In der folgenden Untersuchung werden der Neofunktionalismus und der Intergouvernementalismus einander gegenüber gestellt. Es wird sich auf diese beiden Theorien beschränkt, da der Umfang der Arbeit keine umfassendere theoretische Diskussion und deren empirische Überprüfung erlaubt. Der Neofunktionalismus und der Intergouvernementalismus erscheinen durch ihre Verschiedenheit vielversprechend zur Erstellung konkurrierender Hypothesen. Diese werden dann an empirischen Fakten überprüft.
Die Materiallage für den theoretischen Bereich ist mannigfach und warf das Problem der begründeten Auswahl auf. Anzumerken ist lediglich, daß die renommierteren Theorien älteren Datums sind und sich neuere Ansätze noch nicht so durchgesetzt haben wie etwa der Neofunktionalismus oder der Intergounernementalismus. Anders hingegen gestaltete sich die Materiallage die jeweiligen Präferenzstrukturen der Einzelstaaten betreffend. Hier war es nicht einfach relevante Informationen aus der Fülle herauszufiltern. Aus diesem Grund beschränkt sich die Darstellung der Verhandlungspositionen in dieser Arbeit hauptsächlich auf die Situation zur Aushandlung des Amsterdamer Vertrages.

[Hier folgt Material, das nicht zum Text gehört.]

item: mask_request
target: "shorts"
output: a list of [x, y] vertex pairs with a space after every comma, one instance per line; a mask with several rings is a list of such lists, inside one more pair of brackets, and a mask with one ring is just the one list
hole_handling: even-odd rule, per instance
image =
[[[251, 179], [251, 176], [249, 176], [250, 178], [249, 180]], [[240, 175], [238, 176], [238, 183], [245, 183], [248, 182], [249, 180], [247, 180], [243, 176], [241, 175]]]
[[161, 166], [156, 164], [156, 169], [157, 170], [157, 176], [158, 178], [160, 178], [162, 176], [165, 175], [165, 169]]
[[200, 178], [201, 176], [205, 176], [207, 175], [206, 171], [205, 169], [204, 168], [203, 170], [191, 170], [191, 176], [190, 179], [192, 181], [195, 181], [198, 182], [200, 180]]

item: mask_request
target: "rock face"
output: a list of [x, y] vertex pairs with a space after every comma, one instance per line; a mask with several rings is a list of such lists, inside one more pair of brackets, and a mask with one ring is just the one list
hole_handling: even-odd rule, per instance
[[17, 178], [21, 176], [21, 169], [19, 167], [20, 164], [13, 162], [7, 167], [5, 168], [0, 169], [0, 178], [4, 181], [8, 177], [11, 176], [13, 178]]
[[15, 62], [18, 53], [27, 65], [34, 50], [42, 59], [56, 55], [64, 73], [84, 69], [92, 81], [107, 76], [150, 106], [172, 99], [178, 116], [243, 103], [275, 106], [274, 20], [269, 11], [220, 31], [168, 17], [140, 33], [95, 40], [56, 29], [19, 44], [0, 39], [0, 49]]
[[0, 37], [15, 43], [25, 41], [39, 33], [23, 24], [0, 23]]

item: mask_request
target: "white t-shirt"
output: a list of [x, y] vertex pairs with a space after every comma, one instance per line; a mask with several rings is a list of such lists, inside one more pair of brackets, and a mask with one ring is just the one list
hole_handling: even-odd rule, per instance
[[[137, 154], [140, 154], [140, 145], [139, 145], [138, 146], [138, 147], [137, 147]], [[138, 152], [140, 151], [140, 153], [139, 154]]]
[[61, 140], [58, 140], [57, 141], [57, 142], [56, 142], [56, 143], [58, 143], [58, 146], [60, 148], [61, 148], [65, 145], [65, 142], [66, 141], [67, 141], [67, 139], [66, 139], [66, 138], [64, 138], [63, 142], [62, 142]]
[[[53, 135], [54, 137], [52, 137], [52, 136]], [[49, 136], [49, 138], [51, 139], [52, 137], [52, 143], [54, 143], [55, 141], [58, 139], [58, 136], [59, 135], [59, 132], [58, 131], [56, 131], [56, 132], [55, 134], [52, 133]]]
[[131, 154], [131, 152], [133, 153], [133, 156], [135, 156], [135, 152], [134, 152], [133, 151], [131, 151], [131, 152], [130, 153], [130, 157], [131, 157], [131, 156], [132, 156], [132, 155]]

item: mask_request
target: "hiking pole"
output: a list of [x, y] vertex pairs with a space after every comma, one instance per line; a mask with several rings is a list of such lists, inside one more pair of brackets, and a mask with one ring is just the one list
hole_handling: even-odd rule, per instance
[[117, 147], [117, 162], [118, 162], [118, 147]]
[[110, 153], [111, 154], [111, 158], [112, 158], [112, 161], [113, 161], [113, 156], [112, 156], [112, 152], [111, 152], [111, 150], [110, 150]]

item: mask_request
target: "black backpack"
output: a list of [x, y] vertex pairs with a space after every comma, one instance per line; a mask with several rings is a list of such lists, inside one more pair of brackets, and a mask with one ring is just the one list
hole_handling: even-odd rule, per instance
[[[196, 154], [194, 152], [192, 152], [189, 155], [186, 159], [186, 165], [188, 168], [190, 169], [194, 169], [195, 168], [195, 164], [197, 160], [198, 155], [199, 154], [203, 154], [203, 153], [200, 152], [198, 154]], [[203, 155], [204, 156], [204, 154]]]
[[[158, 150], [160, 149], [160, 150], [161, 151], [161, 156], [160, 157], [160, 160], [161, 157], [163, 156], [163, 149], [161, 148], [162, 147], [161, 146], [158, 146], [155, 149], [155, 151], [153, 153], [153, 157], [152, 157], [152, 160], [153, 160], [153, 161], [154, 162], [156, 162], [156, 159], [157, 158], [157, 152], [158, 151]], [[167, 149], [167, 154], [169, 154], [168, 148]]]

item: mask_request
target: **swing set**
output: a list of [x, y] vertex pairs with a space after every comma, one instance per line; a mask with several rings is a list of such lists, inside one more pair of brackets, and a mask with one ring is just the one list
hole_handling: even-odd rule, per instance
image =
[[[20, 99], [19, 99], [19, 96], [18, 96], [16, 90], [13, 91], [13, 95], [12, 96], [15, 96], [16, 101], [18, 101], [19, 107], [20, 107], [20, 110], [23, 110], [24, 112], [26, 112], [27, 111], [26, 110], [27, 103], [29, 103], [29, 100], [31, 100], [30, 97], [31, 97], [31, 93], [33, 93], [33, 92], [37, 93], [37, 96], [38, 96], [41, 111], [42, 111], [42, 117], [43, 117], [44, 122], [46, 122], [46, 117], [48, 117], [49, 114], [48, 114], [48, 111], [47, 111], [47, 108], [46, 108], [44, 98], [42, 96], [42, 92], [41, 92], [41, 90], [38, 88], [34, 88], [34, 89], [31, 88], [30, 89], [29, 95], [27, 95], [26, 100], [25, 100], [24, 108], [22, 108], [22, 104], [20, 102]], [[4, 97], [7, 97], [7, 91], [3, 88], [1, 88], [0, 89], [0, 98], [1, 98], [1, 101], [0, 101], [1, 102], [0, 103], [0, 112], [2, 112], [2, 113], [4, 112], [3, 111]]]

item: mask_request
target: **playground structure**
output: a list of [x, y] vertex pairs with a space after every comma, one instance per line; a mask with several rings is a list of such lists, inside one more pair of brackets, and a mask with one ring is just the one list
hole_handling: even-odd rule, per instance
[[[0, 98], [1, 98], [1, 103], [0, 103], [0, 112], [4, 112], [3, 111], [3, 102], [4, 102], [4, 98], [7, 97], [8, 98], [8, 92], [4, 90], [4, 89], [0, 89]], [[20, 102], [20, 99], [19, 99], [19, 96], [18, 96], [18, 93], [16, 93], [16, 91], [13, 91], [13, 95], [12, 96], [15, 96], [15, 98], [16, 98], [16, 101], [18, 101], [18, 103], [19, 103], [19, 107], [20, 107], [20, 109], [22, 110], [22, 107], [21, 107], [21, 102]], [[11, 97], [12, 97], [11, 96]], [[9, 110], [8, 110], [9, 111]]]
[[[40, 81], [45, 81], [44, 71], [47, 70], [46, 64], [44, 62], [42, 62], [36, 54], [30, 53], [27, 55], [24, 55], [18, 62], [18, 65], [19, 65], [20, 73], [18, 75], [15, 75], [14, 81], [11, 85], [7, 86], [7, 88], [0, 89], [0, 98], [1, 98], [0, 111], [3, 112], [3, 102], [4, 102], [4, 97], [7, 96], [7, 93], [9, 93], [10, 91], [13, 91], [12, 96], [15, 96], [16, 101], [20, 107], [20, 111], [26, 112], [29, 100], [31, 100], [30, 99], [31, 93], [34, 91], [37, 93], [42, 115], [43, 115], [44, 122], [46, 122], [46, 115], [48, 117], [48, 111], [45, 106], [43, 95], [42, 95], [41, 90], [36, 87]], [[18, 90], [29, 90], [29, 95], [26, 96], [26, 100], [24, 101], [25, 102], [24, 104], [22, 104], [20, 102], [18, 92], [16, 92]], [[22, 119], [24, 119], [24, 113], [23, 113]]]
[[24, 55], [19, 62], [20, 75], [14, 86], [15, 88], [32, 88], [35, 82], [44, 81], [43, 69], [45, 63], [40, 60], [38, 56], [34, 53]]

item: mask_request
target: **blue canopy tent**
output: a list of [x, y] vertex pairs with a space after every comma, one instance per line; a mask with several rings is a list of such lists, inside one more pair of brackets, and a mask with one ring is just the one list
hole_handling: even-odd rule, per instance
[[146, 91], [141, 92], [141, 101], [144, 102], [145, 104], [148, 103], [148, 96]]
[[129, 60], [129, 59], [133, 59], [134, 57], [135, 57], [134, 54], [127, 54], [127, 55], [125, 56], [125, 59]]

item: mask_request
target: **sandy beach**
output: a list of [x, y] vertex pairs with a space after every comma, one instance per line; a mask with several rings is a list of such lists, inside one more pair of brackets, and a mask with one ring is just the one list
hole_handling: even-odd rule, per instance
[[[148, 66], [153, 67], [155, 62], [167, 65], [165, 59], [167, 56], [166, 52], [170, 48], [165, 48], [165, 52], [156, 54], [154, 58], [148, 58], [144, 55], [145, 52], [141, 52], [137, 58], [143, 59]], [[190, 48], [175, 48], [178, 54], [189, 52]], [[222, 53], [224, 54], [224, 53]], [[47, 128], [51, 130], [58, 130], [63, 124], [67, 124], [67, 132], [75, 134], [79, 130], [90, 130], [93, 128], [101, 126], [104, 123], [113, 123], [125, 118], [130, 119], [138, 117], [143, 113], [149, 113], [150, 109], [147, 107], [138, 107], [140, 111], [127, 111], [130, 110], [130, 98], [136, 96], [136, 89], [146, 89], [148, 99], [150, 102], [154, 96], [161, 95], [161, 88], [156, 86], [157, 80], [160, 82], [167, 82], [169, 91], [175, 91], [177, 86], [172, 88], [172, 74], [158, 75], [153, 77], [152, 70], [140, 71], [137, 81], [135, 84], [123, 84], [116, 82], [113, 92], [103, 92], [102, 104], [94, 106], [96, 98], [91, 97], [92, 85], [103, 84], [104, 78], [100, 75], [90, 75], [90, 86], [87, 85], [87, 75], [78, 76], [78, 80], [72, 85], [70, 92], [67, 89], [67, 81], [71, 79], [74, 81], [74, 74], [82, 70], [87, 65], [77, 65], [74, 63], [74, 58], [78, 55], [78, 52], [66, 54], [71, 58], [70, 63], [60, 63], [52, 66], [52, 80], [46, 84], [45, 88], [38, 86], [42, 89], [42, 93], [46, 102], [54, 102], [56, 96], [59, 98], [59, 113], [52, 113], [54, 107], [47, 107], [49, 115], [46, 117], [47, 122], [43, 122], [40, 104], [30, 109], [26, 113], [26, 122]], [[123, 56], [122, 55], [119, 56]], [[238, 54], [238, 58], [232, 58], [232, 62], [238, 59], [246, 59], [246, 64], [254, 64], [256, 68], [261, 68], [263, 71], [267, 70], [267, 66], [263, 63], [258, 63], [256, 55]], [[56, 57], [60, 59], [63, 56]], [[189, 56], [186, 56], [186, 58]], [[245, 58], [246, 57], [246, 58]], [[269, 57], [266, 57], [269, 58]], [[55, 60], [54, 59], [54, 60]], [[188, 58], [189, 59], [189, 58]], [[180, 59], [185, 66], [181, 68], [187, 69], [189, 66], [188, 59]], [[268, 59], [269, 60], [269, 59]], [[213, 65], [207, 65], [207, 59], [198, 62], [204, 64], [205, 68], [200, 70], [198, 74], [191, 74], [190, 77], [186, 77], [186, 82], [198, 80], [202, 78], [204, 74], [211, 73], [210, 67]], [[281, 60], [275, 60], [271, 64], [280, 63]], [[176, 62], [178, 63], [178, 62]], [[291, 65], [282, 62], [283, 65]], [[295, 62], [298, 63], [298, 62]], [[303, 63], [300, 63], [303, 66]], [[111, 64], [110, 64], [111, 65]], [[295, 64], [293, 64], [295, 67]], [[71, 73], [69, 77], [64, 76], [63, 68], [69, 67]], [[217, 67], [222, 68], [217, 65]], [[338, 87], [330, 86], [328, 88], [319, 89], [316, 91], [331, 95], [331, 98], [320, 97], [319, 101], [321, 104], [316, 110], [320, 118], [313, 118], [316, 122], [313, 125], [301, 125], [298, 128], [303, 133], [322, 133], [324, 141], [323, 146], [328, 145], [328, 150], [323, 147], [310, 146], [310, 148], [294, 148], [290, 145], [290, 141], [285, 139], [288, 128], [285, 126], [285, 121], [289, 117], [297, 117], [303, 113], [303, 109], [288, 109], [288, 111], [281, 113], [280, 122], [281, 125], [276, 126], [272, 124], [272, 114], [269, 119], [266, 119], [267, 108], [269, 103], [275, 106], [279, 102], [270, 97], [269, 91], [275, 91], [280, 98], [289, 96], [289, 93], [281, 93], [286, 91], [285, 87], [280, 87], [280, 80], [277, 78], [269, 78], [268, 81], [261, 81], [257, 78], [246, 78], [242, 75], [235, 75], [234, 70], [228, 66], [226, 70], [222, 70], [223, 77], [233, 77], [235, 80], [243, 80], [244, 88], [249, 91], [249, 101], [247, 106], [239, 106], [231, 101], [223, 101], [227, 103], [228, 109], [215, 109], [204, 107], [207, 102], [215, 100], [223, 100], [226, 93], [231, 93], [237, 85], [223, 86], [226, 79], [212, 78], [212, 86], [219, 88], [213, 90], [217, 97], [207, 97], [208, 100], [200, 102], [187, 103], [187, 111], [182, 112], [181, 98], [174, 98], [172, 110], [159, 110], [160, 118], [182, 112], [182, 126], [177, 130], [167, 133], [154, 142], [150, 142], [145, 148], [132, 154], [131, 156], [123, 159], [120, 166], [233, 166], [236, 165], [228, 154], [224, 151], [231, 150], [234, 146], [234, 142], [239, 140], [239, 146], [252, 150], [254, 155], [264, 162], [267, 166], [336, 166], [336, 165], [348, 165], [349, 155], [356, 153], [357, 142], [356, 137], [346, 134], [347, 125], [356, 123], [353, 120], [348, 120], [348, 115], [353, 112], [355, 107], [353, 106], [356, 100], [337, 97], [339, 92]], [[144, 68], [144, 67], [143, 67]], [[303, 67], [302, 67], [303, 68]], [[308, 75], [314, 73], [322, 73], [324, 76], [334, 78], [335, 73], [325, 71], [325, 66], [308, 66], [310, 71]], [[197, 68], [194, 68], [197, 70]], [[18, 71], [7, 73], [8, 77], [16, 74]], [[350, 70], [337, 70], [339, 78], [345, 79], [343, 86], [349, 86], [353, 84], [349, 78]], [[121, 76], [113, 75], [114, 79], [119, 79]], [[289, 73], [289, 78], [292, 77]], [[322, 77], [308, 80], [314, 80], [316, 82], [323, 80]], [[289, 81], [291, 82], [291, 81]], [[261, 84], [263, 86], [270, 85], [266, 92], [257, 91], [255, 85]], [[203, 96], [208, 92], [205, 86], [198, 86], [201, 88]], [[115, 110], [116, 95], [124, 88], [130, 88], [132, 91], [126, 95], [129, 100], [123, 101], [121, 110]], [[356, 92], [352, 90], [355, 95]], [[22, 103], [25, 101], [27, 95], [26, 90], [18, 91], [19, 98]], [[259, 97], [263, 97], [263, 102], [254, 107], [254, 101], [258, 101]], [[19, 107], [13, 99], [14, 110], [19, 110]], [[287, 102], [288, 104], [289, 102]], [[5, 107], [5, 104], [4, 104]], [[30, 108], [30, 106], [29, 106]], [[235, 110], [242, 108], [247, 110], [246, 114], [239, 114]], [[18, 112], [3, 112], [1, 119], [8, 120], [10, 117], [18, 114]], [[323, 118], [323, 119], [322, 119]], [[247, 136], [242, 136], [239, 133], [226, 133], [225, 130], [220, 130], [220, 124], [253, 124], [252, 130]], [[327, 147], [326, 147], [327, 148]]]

Im theoretischen Bereich der vorliegenden Arbeit findet zunächst die Erstellung einer Arbeitsdefinition des Begriffes "Integration" statt, mit der nachfolgend gearbeitet wird. Ausgehend von der Darstellung der Theorien des Funktionalismus/Neofunktionalismus und des Intergouvernementalismus erfolgt dann die Aufstellung zweier konkurrierender Hypothesen zur Integration des Politikfeldes Asyl in der EU, welche im weiteren Verlauf auf die empirischen Fakten angewandt werden.
Die Situation der Asylgewährung in der Bundesrepublik Deutschland, der V. Französischen Republik und des Vereinigten Königreichs von Großbritannien und Nordirland ist Gegenstand des zweiten Punktes. Hierzu werden jeweils immer die Entwicklung der Asylgewährung bis heute, die (rechtliche) Basis auf der Asyl gewährt wird, das Asylverfahren, die rechtliche und soziale Stellung der Asylbewerber im jeweiligen Land, sowie Prinzipien und Praxis der Staatsangehörigkeit und Einbürgerung dargestellt. Ein Vergleich der Situation dieser drei EU-Staaten beschließt diesen Punkt.
Der dritte Teil zeichnet die Entwicklung und die aktuelle Situation der Asylpolitik auf EU-Ebene nach. Eine kritische Bewertung führt die Ergebnisse am Ende dieses Teiles zusammen.
Die theoretische Ebene findet im vierten Punkt Anwendung auf die empirische Faktenlage. Die Hypothesen des Neofunktionalismus und Intergouvernementalismus überprüfen die Situation der Asylpolitik auf EU-Ebene seit Amsterdam nach deren jeweiligen theoretischen Prämissen. Nach der nochmaligen Hypothesennennung schließt sich die Vorstellung der Handlungspräferenzen der wichtigsten Verhandlungspartner in Amsterdam an. Die zum Vertrag von Amsterdam führenden Spill-over werden dargestellt. Hierauf erfolgt die Erklärung des Integrationsprozesses nach den beiden theoretischen Ansätzen. Die daraus gewonnenen Erkenntnisse erfahren, in einem weiteren Schritt, eine kritische Beleuchtung.
Die Problembereiche der theoretischen Erklärungskraft des Neofunktionalismus und des Intergouvernementalismus finden sich im letzten Punkt in einer kritischen Reflexion wieder. Mögliche Lösungen dieser Probleme, und vielversprechende weitere Ansätze für die theoretische Diskussion der Integration, werden danach aufgezeigt.
Eine abschließende Bewertung führt die Ergebnisse der vorherigen Teile in einer knappen Darstellung zusammen. Erweiterung erfährt diese Bewertung durch meine persönliche Stellungnahme.